Sir Malcolm Campbell, a racecar driver who set nine land-speed records in the 1920s and ’30s, is the hero of the “The Man Who Couldn’t Slow Down.” He was the first person to drive an automobile over 300 mph. Campbell seems to embody everything Hennessy wants its target to believe about the brand. Maybe the only flaw is the whole correlation between drinking and driving was sort of overlooked here. Nevertheless, we’ll focus on the goal of the story.
Hennessy hopes to use Campbell and his story/image to convince 21-34’s to chase their “Wild Rabbit” and consume Hennessy cognac in 2013. Apéritifs and digestifs are rarely on a millennial’s radar. Admittedly, and while I’m not a millennial, I may have been predisposed to the ideals of this campaign. Recently, on a trip in Austin, Texas, I took my wife to the French restaurant Justine’s Brasserie. I was feeling fancy, so I started the evening with a Sherry Lite Fino. I had read in one of my men’s magazines that sherry was making a comeback, especially as an addition to craft cocktails. It was delightful, and has completely opened me up to the drink, and while sherry isn’t technically a cognac, it’s close enough to serve the purpose for this story.
Back to the campaign … “[Campbell] had an insatiable inner desire to master something, and it was a death-defying feat each time,” said Moët Hennessy SVP Rodney Williams. Thus, while obscure to them, he can be a role model for young Americans—who, given the economic times, said Williams, “have their own obstacles they need to scale.”

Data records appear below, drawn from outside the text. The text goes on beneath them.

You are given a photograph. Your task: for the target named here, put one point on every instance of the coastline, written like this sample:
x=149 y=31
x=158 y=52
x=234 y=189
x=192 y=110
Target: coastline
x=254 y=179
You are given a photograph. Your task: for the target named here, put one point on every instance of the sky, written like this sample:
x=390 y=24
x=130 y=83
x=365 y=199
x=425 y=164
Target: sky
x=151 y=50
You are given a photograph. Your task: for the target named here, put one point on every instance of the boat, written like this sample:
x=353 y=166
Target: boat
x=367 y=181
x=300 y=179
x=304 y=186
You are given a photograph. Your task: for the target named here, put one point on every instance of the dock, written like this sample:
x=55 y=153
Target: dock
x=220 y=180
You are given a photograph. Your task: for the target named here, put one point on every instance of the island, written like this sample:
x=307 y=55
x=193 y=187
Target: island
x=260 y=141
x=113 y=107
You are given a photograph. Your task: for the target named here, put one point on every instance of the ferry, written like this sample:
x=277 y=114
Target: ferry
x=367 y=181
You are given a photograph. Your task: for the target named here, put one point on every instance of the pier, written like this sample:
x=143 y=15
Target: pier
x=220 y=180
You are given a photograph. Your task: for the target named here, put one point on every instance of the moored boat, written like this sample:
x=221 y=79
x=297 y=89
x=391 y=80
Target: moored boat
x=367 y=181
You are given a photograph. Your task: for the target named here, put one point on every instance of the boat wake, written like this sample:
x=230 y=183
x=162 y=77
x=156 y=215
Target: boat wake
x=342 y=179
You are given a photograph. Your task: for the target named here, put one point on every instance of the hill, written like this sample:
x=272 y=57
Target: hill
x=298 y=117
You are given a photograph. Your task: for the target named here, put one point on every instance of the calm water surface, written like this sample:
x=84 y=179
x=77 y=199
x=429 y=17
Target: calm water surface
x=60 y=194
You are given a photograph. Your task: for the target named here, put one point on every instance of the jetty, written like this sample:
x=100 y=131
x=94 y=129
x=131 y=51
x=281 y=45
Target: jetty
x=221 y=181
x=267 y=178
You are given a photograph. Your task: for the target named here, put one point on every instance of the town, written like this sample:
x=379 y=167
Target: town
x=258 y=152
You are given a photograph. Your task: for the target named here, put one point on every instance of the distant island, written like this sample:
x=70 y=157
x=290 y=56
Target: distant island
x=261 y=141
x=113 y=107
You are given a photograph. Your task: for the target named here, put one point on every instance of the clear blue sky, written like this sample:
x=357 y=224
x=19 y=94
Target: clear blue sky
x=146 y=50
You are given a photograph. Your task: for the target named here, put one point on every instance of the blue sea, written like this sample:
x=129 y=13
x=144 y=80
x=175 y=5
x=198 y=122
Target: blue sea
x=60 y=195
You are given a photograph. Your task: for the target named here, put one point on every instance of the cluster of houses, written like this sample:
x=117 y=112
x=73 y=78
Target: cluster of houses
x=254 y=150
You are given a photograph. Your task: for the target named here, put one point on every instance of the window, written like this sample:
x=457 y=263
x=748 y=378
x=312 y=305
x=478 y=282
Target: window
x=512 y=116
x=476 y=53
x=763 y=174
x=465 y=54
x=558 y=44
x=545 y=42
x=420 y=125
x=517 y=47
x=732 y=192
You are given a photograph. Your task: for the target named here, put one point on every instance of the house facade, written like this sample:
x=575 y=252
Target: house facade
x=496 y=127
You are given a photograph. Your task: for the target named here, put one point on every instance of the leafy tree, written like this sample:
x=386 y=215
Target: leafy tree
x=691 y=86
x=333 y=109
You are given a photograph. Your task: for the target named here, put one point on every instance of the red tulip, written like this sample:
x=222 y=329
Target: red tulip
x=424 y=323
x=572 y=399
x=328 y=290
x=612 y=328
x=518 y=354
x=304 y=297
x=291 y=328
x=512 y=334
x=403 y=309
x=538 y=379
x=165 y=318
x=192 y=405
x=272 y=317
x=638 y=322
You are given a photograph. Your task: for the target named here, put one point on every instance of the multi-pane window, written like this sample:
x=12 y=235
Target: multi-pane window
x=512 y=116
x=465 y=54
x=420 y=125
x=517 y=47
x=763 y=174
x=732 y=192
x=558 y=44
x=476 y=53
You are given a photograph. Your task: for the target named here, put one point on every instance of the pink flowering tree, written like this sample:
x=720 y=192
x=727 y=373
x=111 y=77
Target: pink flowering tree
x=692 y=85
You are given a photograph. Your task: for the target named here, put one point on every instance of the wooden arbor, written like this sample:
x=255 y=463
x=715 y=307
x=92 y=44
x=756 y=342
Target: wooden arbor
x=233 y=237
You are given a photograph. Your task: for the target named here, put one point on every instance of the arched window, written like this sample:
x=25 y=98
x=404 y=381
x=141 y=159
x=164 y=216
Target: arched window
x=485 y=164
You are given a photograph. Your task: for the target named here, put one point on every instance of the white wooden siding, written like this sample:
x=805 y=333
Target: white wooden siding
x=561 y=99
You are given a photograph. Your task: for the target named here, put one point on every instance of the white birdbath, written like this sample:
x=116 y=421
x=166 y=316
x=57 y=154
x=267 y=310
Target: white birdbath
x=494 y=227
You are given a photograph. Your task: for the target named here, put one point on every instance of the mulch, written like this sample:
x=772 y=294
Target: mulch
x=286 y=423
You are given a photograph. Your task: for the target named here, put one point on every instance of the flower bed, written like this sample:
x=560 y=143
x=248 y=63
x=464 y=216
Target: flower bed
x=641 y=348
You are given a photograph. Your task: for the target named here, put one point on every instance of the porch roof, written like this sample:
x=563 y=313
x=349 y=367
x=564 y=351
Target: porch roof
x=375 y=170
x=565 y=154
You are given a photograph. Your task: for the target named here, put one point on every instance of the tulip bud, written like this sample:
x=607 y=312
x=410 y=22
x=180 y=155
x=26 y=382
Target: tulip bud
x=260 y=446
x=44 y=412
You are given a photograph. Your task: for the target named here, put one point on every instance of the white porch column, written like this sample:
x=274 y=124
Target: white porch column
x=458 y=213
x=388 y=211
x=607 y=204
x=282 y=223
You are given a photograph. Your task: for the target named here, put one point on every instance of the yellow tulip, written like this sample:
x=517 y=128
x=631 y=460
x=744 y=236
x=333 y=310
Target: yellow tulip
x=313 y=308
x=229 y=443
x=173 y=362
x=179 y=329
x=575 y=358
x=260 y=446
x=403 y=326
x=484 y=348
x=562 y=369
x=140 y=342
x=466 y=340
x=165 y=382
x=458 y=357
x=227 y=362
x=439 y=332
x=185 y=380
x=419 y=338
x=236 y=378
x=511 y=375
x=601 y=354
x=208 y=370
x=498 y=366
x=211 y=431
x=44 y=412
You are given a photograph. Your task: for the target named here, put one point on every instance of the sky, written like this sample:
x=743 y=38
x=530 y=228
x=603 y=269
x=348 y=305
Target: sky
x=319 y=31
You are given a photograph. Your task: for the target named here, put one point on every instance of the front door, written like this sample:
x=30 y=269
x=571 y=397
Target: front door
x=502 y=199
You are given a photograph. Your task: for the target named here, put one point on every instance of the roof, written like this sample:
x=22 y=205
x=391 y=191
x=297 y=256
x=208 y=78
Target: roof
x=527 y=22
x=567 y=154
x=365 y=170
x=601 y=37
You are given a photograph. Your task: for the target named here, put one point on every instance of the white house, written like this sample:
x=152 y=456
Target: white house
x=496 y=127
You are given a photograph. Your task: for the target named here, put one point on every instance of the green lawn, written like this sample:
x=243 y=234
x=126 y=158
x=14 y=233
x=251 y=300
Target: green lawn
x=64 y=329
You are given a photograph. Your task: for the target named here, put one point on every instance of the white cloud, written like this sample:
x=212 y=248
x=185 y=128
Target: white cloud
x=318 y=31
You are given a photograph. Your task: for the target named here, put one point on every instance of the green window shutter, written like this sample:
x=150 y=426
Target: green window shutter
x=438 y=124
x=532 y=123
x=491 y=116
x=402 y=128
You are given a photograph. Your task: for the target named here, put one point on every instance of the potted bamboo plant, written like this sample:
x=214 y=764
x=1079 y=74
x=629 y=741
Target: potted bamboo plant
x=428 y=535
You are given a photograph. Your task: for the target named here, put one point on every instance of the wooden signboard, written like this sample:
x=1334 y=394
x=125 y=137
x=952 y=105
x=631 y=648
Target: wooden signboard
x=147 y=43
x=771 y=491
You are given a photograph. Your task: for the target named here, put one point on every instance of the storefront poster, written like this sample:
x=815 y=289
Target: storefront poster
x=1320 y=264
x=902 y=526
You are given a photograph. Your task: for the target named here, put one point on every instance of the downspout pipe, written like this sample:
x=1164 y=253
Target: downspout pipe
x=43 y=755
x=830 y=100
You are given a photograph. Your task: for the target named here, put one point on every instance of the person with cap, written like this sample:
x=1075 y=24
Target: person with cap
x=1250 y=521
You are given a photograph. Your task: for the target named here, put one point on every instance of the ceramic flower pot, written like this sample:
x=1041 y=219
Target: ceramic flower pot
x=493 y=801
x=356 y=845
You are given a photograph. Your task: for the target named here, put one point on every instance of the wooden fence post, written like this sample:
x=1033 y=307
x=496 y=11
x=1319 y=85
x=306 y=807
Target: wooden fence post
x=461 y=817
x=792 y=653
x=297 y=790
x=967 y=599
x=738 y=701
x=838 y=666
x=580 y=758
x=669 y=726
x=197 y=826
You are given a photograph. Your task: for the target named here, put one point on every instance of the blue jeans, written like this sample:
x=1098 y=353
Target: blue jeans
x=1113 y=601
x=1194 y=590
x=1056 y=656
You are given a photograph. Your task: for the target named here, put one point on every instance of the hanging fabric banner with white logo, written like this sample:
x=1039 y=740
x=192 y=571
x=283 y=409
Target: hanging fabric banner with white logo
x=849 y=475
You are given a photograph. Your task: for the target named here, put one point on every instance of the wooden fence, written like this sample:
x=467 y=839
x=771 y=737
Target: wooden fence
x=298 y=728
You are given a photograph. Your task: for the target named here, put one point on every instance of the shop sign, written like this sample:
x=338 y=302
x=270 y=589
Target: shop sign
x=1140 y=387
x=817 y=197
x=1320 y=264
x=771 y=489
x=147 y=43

Speaking to Ad Week, agency copywriter Felix Richter explained that the 90-second spot features a recording of Austrian psychiatrist Viktor Frankl talking about humans’ unrelenting need to find meaning in life—”a work to do, a job to complete, a task, a meaning, a mission.” Richter went on to say, “The visual storytelling is so self-explanatory that we wanted a voiceover that talked about ‘Never stop. Never settle’ in a more abstract and bigger way—so Malcolm becomes an example of something that is important for everyone.”